Former U.S. Ambassador John Lange, who helped negotiate national and international strategies for dealing with pandemic flu during the George W. Bush administration, said he believed developed countries had a moral obligation, as well as practical reasons, for helping poorer people of the world have access to vaccines. As a start, he said, the United States has brokered an agreement that now includes 11 countries that have agreed to donate 10% of their vaccine supply to the World Health Organization for distribution in developing countries.

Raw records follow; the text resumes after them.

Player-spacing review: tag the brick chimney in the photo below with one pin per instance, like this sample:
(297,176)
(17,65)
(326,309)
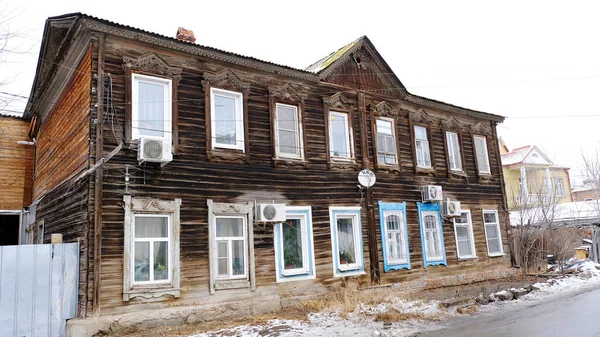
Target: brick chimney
(185,35)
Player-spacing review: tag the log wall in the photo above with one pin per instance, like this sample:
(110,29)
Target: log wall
(17,163)
(194,178)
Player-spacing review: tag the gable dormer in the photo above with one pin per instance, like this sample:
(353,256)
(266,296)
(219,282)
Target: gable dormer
(358,65)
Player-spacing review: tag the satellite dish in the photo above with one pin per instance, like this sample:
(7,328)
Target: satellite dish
(366,178)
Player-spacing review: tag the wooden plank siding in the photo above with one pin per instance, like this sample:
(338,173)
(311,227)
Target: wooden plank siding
(17,164)
(63,138)
(67,145)
(194,178)
(62,153)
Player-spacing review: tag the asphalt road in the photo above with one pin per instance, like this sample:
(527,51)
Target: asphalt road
(578,315)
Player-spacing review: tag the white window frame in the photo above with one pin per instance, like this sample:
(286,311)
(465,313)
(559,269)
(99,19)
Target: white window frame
(424,148)
(497,224)
(151,242)
(470,238)
(437,229)
(304,214)
(401,246)
(299,140)
(148,207)
(393,136)
(168,105)
(559,182)
(239,119)
(229,240)
(349,138)
(347,269)
(454,153)
(483,155)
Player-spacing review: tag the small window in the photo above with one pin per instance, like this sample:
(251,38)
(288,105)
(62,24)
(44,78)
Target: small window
(559,187)
(492,232)
(151,107)
(392,217)
(230,240)
(386,144)
(483,162)
(339,136)
(453,151)
(431,234)
(288,134)
(294,246)
(422,147)
(151,261)
(463,229)
(346,241)
(227,119)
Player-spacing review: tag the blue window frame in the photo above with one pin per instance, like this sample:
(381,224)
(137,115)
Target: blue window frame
(432,235)
(394,236)
(294,247)
(346,241)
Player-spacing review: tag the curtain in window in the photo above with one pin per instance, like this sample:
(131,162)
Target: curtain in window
(346,249)
(151,109)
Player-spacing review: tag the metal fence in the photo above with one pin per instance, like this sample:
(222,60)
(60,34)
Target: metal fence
(38,289)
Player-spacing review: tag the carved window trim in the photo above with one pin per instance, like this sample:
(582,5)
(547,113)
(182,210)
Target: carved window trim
(339,103)
(237,210)
(229,81)
(144,206)
(287,94)
(152,65)
(423,119)
(384,111)
(452,125)
(481,130)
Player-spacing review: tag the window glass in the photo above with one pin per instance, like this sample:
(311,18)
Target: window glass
(225,120)
(454,151)
(340,143)
(492,232)
(151,113)
(386,149)
(422,147)
(288,130)
(346,249)
(292,244)
(464,239)
(483,163)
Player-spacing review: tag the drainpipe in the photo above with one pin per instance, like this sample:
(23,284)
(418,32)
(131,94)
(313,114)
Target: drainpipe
(98,178)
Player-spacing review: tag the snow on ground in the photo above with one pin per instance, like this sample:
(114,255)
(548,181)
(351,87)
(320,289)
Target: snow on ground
(428,315)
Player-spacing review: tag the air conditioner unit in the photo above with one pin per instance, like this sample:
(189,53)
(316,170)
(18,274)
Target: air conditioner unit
(432,193)
(270,213)
(154,150)
(451,208)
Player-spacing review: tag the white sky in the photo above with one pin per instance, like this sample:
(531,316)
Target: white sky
(537,63)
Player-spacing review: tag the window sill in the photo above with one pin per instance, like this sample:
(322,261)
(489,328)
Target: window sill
(290,162)
(231,284)
(151,291)
(342,164)
(467,258)
(388,167)
(427,170)
(227,155)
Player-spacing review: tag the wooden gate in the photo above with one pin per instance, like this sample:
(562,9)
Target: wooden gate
(38,289)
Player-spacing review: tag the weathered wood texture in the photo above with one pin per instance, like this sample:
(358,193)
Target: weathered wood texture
(65,210)
(193,177)
(63,139)
(17,163)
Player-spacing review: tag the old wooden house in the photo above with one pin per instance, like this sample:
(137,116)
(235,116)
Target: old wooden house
(196,176)
(16,166)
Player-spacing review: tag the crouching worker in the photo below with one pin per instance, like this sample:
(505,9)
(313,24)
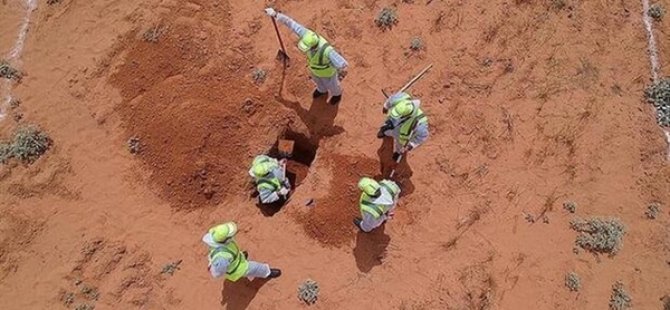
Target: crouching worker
(377,203)
(405,122)
(225,257)
(270,177)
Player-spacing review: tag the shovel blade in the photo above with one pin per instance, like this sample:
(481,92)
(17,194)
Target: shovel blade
(285,147)
(281,56)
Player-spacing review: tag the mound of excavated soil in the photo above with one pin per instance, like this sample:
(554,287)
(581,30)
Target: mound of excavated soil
(199,123)
(330,221)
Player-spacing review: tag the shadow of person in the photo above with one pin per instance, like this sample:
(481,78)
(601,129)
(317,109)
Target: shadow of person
(403,172)
(238,295)
(370,248)
(270,209)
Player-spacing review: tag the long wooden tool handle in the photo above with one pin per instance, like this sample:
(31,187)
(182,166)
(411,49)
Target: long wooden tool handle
(281,43)
(416,78)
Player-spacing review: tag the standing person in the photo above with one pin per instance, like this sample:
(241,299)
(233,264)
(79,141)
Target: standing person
(405,122)
(377,203)
(326,65)
(225,257)
(270,177)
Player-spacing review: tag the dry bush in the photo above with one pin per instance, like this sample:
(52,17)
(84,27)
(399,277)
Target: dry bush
(134,145)
(416,44)
(9,72)
(154,33)
(308,291)
(171,268)
(573,282)
(599,235)
(557,4)
(27,144)
(386,18)
(258,75)
(658,94)
(570,206)
(656,11)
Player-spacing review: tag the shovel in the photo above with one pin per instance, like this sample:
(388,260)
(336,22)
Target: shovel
(281,54)
(285,148)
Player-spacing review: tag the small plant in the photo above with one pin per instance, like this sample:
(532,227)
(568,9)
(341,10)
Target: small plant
(656,11)
(386,19)
(258,75)
(652,211)
(171,268)
(620,300)
(416,44)
(570,206)
(658,94)
(84,307)
(27,145)
(14,103)
(5,152)
(67,298)
(599,235)
(90,292)
(557,4)
(308,291)
(134,145)
(573,282)
(153,34)
(9,72)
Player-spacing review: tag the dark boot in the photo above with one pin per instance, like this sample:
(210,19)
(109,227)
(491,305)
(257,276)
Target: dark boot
(357,223)
(317,94)
(274,273)
(335,99)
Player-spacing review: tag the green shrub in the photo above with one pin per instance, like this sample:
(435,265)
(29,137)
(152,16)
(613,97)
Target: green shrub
(171,268)
(573,282)
(9,72)
(387,18)
(153,34)
(29,143)
(656,11)
(258,75)
(599,235)
(308,291)
(570,206)
(659,95)
(134,146)
(5,152)
(416,44)
(620,300)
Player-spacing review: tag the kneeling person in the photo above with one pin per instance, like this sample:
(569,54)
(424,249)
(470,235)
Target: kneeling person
(225,257)
(270,177)
(377,202)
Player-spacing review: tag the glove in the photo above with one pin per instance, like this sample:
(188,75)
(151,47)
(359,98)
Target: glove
(342,74)
(271,12)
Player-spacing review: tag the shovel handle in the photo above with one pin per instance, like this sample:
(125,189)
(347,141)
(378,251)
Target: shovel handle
(281,43)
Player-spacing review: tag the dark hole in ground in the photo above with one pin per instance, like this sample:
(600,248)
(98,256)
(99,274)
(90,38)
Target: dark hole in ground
(297,166)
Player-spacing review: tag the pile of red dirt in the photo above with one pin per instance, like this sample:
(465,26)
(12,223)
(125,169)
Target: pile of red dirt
(197,134)
(330,221)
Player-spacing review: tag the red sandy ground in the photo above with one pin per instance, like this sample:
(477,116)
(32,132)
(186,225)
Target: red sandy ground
(529,106)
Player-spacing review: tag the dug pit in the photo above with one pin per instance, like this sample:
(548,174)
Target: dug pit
(298,162)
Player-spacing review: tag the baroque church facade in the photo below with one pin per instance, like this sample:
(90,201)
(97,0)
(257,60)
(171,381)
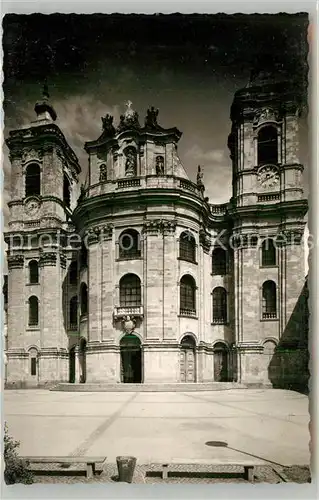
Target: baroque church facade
(136,277)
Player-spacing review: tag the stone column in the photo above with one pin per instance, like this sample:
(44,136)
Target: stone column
(205,296)
(92,242)
(50,305)
(170,288)
(153,280)
(107,283)
(16,302)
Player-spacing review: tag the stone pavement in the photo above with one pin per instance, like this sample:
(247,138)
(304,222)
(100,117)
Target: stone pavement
(266,424)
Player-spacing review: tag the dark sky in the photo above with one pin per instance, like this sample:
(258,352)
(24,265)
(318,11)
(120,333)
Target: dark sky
(188,66)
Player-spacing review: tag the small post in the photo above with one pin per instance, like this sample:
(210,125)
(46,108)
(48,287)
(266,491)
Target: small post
(165,471)
(249,473)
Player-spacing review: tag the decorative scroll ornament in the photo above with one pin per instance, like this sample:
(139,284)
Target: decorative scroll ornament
(204,240)
(159,226)
(129,324)
(199,179)
(48,259)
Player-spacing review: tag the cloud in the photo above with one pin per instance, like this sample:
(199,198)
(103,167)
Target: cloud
(213,155)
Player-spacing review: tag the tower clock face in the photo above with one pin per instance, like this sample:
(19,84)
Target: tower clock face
(32,207)
(268,177)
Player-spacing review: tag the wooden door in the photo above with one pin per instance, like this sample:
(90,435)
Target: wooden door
(182,365)
(220,366)
(187,365)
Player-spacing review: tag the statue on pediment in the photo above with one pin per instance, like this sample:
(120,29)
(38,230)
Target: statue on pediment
(151,118)
(107,123)
(199,179)
(159,165)
(103,173)
(131,162)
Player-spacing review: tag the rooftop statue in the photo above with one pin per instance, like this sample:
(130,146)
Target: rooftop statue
(151,118)
(107,123)
(199,179)
(129,119)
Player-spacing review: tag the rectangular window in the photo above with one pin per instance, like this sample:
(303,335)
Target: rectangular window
(33,366)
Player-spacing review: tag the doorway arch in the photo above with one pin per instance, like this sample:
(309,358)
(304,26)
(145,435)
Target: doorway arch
(220,362)
(82,359)
(131,359)
(72,365)
(188,359)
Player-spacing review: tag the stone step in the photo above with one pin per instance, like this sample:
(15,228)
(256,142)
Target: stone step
(165,387)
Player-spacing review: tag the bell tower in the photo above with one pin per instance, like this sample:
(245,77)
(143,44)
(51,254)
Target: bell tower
(44,177)
(264,143)
(268,209)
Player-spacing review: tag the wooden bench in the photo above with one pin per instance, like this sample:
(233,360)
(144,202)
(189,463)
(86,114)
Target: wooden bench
(89,461)
(247,466)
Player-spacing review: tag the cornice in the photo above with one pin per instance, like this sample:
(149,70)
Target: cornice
(140,135)
(48,259)
(98,233)
(43,138)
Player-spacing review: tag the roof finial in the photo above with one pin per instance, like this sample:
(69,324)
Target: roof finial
(45,90)
(43,108)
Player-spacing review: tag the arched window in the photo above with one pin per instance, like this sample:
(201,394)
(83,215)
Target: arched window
(187,246)
(84,298)
(159,165)
(130,162)
(66,191)
(129,244)
(32,180)
(33,272)
(187,296)
(5,289)
(83,256)
(269,300)
(73,312)
(73,272)
(268,253)
(219,262)
(267,145)
(130,291)
(33,356)
(33,311)
(219,305)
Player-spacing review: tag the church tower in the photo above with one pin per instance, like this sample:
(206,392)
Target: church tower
(268,209)
(44,176)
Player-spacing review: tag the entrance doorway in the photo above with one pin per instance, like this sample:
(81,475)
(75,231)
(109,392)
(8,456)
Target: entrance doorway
(82,359)
(220,362)
(72,365)
(187,359)
(131,359)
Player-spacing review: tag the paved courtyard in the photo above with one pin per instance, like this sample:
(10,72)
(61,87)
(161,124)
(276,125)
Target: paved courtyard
(271,425)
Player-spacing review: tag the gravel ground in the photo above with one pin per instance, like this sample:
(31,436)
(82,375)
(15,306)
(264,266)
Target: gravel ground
(186,473)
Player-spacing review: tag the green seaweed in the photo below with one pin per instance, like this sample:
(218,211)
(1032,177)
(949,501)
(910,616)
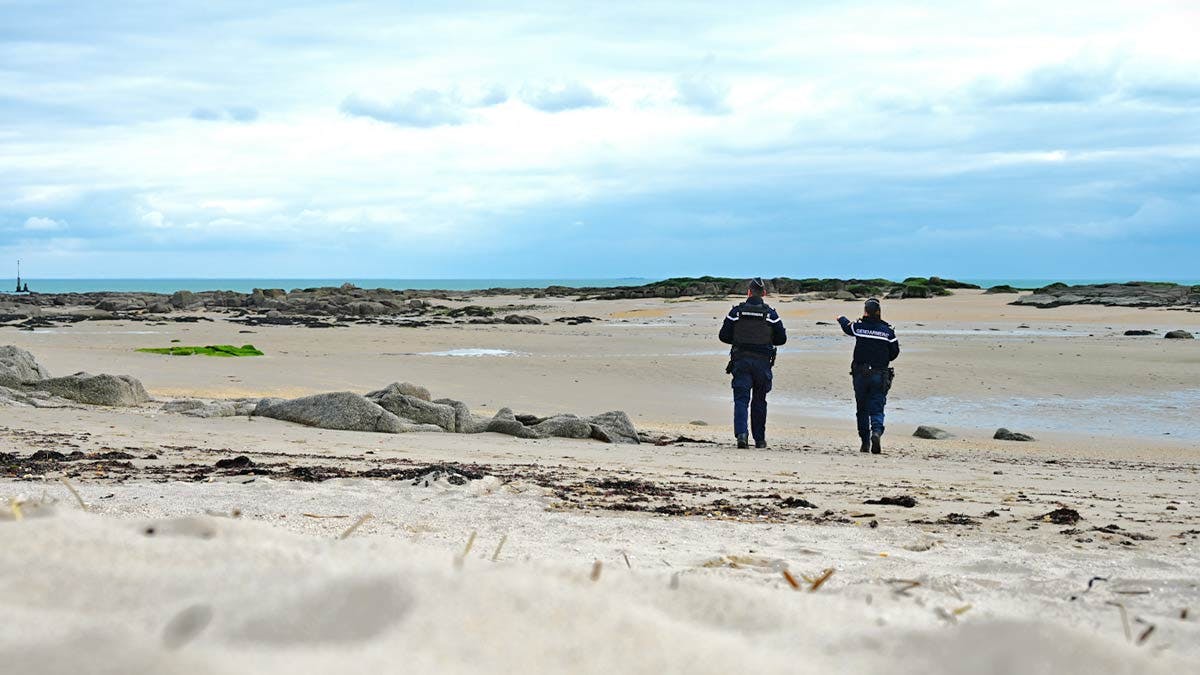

Several speakers at the event questioned why it had taken the U.S. so long to commit to the donation. “If this were H5N1 or even something not as bad as H5N1, would your government have felt that it could say, let's broker a deal and give away 10 percent of our vaccine in wartime?” asked Helen Branswell, a medical reporter for The Canadian Press who has been covering the international vaccine negotiations. “I'm not certain how hard—or how easy it will be to deliver on that in a time when things are more difficult.”

Even with that infusion of vaccine, the WHO effort would only supply enough to inoculate 2% of that population, focusing on health workers and other essential personnel, said Lange, a senior program officer at the Global Health Program of the Bill and Melinda Gates Foundation. Another way to increase access would move more vaccine production to the developing world and increase the consumption there of seasonal flu vaccines. With facilities in place, Lange said, production could be ramped up in the event of a pandemic so that more vaccines could be available locally.